Préoccupations linguistiques : langues régionales

La plupart des problèmes ont plusieurs facettes qui exigent que l’on prenne son temps pour réfléchir et pour adopter une position. C’est un peu comme nos valeurs républicaines – les fameuses Liberté, Égalité, Fraternité, auxquelles certains ajoutent Laïcité – qui, utilisées à leurs limites ou retournées contre leurs défenseurs, ont des implications imprévues et parfois paradoxales. Mais revenons à nos problèmes et à leur « complexité » chère à Edgar Morin, en l’occurrence à la question des langues régionales.
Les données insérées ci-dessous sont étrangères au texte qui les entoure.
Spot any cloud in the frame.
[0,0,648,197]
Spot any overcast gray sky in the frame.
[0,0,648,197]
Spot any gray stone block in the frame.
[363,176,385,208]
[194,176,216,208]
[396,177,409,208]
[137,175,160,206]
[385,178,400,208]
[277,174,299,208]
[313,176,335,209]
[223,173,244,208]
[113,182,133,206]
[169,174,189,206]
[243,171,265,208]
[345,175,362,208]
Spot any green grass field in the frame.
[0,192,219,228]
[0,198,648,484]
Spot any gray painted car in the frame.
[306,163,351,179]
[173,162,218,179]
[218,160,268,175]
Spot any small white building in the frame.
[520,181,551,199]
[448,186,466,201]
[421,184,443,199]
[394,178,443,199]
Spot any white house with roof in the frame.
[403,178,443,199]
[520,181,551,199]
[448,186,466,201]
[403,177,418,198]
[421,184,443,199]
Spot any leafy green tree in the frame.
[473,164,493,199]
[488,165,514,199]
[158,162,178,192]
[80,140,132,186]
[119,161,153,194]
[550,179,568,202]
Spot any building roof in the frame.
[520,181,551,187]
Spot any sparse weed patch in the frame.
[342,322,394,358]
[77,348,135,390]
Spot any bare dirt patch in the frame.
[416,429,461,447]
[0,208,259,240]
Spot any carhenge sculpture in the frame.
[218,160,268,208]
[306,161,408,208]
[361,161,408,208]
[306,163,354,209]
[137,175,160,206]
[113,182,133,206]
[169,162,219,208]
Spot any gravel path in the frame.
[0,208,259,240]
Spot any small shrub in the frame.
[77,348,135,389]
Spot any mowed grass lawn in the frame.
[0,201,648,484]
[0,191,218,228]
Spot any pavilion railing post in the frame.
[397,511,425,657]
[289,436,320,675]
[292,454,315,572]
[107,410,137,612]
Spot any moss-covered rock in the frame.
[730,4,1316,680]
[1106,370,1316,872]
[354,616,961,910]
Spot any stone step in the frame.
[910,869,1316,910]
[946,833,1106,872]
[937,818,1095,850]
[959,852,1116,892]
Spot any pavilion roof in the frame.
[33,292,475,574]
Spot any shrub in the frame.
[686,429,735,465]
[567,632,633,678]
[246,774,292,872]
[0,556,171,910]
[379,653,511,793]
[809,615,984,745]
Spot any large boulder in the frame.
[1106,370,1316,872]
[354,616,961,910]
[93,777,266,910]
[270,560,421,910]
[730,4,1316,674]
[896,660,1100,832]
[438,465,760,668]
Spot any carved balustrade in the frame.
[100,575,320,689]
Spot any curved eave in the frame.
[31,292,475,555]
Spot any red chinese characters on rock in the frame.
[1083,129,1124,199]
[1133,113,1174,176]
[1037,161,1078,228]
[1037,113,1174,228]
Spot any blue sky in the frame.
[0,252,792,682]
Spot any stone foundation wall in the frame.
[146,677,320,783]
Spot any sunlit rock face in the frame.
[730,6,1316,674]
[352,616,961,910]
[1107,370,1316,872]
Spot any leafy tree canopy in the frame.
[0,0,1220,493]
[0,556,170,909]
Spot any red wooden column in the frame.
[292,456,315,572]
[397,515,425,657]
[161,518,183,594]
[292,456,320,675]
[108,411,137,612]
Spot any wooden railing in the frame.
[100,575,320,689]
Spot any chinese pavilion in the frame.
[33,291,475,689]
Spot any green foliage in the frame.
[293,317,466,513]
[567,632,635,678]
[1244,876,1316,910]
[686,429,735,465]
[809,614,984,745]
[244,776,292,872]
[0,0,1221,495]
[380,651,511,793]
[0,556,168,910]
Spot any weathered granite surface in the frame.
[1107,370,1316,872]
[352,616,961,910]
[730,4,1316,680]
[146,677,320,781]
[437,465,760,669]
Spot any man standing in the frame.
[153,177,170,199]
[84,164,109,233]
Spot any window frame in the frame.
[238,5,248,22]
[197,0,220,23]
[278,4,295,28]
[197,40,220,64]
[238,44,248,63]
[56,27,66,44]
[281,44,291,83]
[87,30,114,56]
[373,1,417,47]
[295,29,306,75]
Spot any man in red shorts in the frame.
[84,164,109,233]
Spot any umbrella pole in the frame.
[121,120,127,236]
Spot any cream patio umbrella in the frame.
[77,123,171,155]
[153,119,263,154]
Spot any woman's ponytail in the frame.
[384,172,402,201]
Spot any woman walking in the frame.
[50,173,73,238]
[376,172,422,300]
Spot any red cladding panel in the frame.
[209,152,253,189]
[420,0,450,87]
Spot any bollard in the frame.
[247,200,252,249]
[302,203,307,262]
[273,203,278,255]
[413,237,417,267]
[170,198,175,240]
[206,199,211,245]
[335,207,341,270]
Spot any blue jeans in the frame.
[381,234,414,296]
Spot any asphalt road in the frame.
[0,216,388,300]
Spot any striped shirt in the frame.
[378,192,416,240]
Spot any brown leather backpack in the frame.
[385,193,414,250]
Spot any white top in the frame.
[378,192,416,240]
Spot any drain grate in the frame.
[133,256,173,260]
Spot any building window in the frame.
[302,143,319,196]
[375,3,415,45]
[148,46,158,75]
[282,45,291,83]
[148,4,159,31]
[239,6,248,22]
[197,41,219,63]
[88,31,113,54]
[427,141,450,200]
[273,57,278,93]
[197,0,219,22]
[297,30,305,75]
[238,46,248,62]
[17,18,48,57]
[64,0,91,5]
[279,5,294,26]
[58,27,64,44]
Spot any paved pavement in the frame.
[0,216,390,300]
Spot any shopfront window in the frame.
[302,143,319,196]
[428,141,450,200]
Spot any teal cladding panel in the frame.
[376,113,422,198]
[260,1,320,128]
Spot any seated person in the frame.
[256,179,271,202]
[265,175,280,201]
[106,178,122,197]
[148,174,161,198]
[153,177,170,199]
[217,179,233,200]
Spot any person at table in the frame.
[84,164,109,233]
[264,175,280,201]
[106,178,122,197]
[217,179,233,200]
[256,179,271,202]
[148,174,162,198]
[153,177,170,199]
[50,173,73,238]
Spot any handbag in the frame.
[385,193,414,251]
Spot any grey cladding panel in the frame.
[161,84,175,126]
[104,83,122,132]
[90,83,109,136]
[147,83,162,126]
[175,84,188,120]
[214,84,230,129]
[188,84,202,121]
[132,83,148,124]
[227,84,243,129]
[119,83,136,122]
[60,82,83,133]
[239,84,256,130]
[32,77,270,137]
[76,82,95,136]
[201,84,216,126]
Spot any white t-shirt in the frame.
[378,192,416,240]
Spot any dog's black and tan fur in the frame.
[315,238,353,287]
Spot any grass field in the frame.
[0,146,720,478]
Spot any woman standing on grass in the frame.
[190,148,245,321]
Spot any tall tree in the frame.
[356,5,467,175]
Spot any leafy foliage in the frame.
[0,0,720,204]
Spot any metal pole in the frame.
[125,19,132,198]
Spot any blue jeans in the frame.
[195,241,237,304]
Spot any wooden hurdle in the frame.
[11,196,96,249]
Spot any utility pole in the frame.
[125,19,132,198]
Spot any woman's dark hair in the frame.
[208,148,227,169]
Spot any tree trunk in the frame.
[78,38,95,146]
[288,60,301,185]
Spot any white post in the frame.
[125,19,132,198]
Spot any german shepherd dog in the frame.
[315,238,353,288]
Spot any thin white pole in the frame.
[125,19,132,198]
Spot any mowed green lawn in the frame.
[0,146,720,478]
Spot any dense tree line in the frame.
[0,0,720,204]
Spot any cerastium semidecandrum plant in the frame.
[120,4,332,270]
Un examen rapide peut conduire à conclure qu’il n’y a pas de quoi fouetter un chat (ce qui, aujourd’hui, est par ailleurs devenu impossible…), soit que l’on considère que c’est la liberté de chacun de causer comme il veut, soit que l’on trouve sympathique et même formateur d’appréhender une autre culture et d’autres modes de pensée en pratiquant une langue. C’est ainsi que, bien qu’il ne s’agisse pas de langues régionales, des spécialistes considèrent qu’une philosophie africaine (ou même plusieurs) émergerait de son « carcan » occidental si elle était pratiquée au moyen d’une langue africaine (et non plus en français ou en anglais). Voir à ce sujet le séminaire organisé par Alain Mabanckou au Collège de France en mai 2016.

Revenons aux langues dites régionales, c’est-à-dire anciennes et minoritaires dans un territoire à langue nationale. Il est facile, reposant, voire démagogique ou lâche, de ne voir aucune difficulté dans la coexistence entre une langue nationale et un ou plusieurs autres langues, sur un même territoire.

Mais regardons-y de plus près car tout est dans la définition du mot « coexistence ».

Deux interventions du Courrier des lecteurs de Marianne nous y incitaient le 14 février 2014.

D’abord Mark Kerrain, enseignant et traducteur de breton se plaignait d’un article d’Éric Conan (dans le n°875) qui aurait laissé entendre que le breton « n’existerait pas » et aurait fait des « amalgames » entre « bretonitude » (le néologisme est de moi) et « haine de la France ». Notre enseignant sonnait ensuite la charge contre la linguiste Françoise Morvan et contre Jean-Luc Mélenchon qui, on s’en souvient, avait lutté vigoureusement contre la ratification de la Charte européenne des langues régionales (dont j’avais parlé dans ce blogue). Mark Kerrain concluait ainsi : « C’est donc quand nous voyons se dessiner enfin, pour le breton, la protection légale à laquelle toutes les langues européennes ont droit, que ses adversaires se déchaînent. Liberté, égalité et fraternité culturelle n’existent pas : contre le breton, on sort les revolvers et la grosse artillerie ». Quelle violence verbale ! quel excès ! Mais pas plus que pour d’autres causes « minoritaires » qui, au nom de la liberté ou au nom de l’égalité, réclament, exigent, ceci ou cela… C’est la parabole de la Chartreuse de Parme : le prisonnier aura toujours plus d’obstination à s’évader que le gardien à l’en empêcher. Donc tous les prisonniers s’évadent.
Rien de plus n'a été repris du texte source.